# river monsters



## jay_leask (Apr 22, 2010)

watching a couple of episodes online thought i would share in case no one has seen it before.
http://animal.discovery.com/videos/river-monsters-amazon-flesh-eaters-full-episode.html


----------



## Johnnyfishtanks (Apr 21, 2010)

this guy rules watched them all


----------



## eternity302 (Apr 22, 2010)

OH WOW!!!
Thanks for sharing, will definitely look into it on my day off!


----------



## Fishkeeper (Apr 21, 2010)

I am raising guppies. I like guppies. No cat fish for me. Crazy show.
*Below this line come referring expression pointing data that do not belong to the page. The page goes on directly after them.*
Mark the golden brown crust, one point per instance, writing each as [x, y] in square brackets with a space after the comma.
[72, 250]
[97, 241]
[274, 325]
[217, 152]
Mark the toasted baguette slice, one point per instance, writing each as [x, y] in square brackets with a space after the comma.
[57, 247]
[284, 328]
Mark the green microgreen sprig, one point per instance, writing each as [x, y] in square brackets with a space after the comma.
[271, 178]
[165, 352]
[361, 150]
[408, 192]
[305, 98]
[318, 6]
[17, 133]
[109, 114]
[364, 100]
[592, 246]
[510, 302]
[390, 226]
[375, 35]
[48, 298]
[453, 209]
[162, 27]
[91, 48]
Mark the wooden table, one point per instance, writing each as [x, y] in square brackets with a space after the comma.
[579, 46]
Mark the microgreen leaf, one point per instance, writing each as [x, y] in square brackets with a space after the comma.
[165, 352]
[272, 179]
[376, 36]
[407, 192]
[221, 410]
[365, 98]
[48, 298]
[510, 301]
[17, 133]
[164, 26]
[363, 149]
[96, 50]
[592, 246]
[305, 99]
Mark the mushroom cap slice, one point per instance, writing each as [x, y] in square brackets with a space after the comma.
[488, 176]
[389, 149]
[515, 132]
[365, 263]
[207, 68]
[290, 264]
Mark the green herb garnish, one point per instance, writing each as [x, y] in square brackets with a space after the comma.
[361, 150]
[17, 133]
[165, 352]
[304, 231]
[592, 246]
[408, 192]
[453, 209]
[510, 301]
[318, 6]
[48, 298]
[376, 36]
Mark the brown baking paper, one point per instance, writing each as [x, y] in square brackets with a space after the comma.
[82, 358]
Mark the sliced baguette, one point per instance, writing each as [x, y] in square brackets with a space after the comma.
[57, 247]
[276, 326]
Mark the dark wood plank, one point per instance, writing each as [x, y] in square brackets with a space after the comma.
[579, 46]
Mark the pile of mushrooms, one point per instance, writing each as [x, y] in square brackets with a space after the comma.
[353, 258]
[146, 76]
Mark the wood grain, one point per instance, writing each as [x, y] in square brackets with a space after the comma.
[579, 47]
OMG Won't go swimming there.


----------



## jay_leask (Apr 22, 2010)

the gator gar episode was aweome too. new season started today.


----------



## jay_leask (Apr 22, 2010)

or awesome


----------



## JUICE (Jan 4, 2020)

ya most have seen it , but thAnks for posting [email protected]!


----------



## Johnnyfishtanks (Apr 21, 2010)

the amazon abyss is cool too


----------



## Edarion (Apr 21, 2010)

that is absolutly amazing!


----------



## fraggalrock (Apr 21, 2010)

Thanks so much! awesome shows didnt know about it! one more thing to program to the PVR


----------



## snow (Apr 21, 2010)

I love this show.


----------



## Tracers (Apr 21, 2010)

There's this one too, Zeb Hogan is discovering & documenting the world's giant fish while trying to conserve their natural habitat. Very interesting stuff.

http://megafishes.org/photos/

REALLY HOT TOO!!!
I'd like to catch me one of those.....


----------